While adjusting to the grind of college-style practices wasn’t difficult, Fisher said adapting to the high level intensity needed on a daily basis was more difficult.

He redshirted during his first year on campus, taking cues from All-American middle linebacker Anthony Walker Jr. on how to man the position in defensive coordinator Mike Hankwitz’s 4-3 scheme.

Towards the end of his first year in Evanston, Fisher bought a notebook. In it, he began to record his notes from film sessions, and ways to improve himself as a football player. He also wrote down personal goals for himself off the field. He still jots down notes in the morning and reviews them at night, checking back in at the end of the week to mark his progress.

It’s the one item he carries in his backpack wherever he goes.

“It just helps me be a better person in general, a better teammate, a better friend, a better brother, a son, a student, an athlete, a football player, you name it,” Fisher said.

After Walker was drafted by the Indianapolis Colts in the 2017 NFL Draft, the notebook prepared Fisher for what was to come.

Northwestern v Illinois Photo by Michael Hickey/Getty Images

Fisher was ready when his younger brother needed support following their father’s death. He was ready when he was given the task of bringing down the rival quarterback in the playoffs. And he was ready when, as a redshirt freshman, it was his job to fill the shoes of Walker as Northwestern’s middle linebacker.

“One thing about my personality and what I do is I listen and I watch, and then I go and do it,” Fisher said.

That’s a lot easier said than done, but no one can dispute Fisher’s production from the get-go in 2017. In the second game of the season against Duke, Fisher broke out with 18 tackles and a fumble recovery.
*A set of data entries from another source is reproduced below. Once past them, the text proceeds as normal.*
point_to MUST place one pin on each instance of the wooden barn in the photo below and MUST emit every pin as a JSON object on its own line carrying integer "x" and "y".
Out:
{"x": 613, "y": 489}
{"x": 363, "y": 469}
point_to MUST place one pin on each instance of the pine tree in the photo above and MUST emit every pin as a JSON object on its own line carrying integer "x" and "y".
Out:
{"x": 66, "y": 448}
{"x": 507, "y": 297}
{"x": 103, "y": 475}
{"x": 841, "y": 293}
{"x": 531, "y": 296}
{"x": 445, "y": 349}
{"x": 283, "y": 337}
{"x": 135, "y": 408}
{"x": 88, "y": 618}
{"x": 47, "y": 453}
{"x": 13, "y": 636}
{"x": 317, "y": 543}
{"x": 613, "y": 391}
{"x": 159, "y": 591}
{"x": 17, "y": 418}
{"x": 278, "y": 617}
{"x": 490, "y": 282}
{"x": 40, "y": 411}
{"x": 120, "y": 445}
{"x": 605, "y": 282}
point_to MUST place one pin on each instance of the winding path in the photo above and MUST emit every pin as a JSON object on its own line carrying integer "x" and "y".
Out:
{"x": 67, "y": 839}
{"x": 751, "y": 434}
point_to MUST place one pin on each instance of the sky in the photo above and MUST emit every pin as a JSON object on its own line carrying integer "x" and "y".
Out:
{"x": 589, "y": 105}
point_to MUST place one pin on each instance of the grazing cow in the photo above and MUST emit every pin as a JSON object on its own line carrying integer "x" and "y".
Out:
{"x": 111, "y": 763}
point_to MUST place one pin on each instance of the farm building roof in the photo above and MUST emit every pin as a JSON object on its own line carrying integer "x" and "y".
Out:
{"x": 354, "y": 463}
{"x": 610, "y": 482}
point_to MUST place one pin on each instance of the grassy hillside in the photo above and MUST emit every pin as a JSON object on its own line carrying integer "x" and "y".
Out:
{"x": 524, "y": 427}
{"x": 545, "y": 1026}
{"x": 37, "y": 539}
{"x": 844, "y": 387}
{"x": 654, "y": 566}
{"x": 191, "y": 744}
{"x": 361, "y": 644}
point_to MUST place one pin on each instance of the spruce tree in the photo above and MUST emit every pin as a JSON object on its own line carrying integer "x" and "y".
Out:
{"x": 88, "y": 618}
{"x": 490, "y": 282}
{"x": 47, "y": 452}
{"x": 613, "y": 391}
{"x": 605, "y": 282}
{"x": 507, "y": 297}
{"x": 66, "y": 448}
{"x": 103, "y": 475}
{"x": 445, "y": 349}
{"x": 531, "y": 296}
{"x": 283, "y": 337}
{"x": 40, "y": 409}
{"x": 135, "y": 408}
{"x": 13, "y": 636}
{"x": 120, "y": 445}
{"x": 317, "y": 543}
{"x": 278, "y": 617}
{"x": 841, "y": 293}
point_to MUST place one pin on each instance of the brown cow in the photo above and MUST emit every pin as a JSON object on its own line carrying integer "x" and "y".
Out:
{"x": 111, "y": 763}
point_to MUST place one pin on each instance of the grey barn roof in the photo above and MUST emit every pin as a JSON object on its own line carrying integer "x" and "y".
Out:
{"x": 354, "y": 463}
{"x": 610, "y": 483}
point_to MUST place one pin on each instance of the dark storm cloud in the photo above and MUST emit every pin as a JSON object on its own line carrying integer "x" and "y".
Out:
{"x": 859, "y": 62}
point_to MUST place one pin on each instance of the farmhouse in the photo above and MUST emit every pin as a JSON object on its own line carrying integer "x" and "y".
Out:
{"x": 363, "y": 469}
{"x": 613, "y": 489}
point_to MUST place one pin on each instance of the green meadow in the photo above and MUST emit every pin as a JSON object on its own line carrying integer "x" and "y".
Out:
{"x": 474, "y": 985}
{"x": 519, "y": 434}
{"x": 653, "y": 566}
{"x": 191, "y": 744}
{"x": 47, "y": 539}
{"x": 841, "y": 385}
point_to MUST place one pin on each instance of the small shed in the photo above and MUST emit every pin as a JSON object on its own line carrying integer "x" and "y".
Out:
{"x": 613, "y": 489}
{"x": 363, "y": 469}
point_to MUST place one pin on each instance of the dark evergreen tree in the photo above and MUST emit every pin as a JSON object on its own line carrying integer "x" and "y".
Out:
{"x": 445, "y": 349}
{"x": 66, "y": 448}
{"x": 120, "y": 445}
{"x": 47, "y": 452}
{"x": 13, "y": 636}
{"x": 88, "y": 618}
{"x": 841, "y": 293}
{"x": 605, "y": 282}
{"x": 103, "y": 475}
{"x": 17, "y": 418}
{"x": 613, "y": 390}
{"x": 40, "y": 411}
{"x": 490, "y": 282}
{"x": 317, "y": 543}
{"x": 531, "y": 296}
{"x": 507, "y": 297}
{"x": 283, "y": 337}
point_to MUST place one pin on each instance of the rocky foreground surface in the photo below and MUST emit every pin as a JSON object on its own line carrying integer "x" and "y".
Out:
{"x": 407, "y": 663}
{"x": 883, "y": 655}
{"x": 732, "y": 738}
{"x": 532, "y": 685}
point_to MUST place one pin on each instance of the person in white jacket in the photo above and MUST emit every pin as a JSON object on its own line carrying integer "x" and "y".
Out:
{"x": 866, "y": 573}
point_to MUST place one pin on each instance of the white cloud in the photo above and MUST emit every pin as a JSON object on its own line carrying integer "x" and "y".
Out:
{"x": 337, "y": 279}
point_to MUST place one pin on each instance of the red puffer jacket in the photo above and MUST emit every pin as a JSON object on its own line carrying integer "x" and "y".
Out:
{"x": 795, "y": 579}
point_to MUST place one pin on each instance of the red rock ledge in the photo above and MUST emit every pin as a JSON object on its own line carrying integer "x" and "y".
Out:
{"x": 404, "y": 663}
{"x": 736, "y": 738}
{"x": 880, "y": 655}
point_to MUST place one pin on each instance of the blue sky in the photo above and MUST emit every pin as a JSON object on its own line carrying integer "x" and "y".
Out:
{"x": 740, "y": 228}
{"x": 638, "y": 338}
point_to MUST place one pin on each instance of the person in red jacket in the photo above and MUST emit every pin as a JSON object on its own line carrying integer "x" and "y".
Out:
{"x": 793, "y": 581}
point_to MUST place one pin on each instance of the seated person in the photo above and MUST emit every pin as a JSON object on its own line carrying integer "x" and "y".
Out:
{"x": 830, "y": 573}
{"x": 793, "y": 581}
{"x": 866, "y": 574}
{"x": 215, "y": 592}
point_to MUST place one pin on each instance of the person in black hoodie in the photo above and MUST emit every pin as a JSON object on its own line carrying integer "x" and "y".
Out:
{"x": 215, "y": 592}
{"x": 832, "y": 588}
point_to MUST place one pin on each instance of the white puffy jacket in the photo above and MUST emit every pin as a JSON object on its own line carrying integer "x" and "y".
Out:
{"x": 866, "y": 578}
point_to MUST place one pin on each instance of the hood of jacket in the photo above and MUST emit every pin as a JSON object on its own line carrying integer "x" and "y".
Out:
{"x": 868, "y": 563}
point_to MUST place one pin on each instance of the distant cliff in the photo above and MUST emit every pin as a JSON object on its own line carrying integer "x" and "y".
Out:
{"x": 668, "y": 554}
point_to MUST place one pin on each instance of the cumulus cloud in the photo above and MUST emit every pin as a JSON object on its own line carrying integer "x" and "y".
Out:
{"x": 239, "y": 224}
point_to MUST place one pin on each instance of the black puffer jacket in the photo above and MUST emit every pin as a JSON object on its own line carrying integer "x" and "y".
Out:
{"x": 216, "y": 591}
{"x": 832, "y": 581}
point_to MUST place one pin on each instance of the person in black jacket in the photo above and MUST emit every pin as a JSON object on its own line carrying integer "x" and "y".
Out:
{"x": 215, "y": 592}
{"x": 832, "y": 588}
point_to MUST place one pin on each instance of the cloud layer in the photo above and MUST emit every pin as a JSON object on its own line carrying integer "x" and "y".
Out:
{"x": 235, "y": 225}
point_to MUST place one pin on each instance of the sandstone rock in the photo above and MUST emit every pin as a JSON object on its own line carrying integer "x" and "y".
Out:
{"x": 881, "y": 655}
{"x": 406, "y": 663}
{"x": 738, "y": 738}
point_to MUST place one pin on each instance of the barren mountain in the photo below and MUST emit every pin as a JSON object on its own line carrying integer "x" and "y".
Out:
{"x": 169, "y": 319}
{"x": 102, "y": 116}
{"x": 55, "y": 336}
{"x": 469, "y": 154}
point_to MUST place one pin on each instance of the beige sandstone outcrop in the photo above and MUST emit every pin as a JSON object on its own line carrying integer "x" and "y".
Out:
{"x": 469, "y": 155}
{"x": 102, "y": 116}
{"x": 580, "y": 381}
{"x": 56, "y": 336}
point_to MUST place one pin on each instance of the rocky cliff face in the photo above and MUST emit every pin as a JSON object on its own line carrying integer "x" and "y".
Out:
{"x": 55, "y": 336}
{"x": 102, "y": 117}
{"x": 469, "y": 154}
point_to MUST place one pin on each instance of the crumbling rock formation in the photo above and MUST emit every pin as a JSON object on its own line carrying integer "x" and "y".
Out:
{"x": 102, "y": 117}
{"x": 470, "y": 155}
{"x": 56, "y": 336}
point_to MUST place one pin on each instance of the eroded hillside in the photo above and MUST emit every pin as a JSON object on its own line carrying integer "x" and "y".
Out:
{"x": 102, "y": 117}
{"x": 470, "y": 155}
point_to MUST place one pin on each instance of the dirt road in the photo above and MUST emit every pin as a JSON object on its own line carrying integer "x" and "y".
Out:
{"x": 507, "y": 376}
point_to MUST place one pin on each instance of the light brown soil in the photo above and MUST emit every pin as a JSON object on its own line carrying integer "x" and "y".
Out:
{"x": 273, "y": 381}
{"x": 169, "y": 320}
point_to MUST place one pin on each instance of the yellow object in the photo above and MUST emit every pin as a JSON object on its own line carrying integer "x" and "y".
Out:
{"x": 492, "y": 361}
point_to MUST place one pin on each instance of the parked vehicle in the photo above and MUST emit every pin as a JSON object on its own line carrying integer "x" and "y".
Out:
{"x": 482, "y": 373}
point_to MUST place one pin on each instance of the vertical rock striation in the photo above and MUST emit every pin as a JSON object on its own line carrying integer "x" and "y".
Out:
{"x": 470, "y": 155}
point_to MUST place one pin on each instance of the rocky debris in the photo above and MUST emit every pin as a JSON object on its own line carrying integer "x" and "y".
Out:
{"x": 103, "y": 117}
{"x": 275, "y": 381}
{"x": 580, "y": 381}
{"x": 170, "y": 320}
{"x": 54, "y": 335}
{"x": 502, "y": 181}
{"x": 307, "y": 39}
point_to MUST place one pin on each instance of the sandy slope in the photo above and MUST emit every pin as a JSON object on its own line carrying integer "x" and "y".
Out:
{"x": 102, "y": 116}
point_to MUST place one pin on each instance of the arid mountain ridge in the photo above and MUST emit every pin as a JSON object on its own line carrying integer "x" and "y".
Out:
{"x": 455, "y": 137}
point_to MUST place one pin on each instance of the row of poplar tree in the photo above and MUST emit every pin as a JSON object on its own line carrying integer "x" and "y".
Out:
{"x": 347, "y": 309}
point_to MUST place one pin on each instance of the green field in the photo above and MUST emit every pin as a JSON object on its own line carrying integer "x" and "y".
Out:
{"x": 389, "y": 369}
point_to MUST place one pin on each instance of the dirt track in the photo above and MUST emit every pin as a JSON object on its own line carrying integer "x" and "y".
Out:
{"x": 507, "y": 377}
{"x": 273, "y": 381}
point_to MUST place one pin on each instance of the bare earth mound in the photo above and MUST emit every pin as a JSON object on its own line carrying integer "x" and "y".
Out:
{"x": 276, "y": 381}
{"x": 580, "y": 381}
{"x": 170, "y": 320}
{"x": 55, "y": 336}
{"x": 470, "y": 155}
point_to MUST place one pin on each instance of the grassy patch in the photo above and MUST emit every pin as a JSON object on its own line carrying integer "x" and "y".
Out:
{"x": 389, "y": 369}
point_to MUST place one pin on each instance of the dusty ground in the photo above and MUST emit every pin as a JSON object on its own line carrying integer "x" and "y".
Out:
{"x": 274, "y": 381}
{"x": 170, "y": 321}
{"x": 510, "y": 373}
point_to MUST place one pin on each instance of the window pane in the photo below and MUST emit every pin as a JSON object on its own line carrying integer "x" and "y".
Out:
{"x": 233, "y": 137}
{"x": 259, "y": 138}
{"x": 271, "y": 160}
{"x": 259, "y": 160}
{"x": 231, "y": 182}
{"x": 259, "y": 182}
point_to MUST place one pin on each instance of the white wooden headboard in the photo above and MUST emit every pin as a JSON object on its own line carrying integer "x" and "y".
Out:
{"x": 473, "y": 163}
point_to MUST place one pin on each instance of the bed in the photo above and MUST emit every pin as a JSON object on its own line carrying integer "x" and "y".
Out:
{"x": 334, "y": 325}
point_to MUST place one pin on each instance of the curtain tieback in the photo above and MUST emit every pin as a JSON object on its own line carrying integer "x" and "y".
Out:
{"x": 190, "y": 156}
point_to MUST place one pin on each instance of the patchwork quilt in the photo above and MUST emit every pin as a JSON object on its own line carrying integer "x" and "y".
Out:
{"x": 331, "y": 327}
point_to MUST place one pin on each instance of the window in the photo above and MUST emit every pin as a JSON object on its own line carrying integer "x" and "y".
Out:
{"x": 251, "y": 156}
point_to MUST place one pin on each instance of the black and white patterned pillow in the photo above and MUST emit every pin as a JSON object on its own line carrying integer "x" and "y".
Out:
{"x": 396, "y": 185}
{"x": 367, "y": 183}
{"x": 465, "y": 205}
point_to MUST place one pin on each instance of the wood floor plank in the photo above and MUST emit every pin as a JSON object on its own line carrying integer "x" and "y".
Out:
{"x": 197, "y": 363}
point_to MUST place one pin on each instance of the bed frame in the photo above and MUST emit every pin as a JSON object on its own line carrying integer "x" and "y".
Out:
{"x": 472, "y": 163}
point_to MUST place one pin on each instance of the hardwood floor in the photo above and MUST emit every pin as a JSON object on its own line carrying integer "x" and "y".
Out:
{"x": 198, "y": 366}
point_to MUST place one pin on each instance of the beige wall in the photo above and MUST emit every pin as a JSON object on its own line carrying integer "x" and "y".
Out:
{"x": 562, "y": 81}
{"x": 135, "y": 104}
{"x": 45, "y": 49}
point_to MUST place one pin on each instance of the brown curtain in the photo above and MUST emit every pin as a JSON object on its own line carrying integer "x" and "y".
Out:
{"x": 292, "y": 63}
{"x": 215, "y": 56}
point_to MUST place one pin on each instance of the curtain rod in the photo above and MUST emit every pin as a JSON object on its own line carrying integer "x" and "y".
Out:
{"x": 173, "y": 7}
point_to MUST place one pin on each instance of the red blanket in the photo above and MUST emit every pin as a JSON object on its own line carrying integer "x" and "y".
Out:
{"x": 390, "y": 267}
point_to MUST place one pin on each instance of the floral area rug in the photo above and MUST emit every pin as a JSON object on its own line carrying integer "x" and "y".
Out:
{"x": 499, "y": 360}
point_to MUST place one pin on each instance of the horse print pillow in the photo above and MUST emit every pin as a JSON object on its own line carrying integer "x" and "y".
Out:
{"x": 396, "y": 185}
Of course, Fisher was chasing Blue Devil ball carriers all over the field during Northwestern’s 45-17 loss that Saturday, but the redshirt freshman showed he belonged on the field. Moreover, his high-energy performance stood out against a flat Northwestern effort in Durham. According to Coach Joseph, that’s what makes Fisher so special.

“The kid lines up and plays hard every down. Regardless of the score, regardless of people blocking him, regardless of how well he’s doing, he’s going to do his best,” Joseph said.

In 2018, Fisher will help lead a defense that lost four players to the NFL. Joining him on that side of the ball will be Whillock, who should compete for a starting safety job after redshirting his first year in Evanston and not seeing game action in 2017.

It will be a reunion of sorts — after thirteen consecutive seasons on a football field together, the duo from Katy hasn’t played a snap together since they earned a state championship back in 2015.

For Fisher and Whillock, home will never be farther than the handful of yards on football field that separate the safety and middle linebacker positions.

The last line of text in the Katy High School weight room reads “Remember, we are Katy.”

After all that Fisher and Whillock have been through together, how could they forget?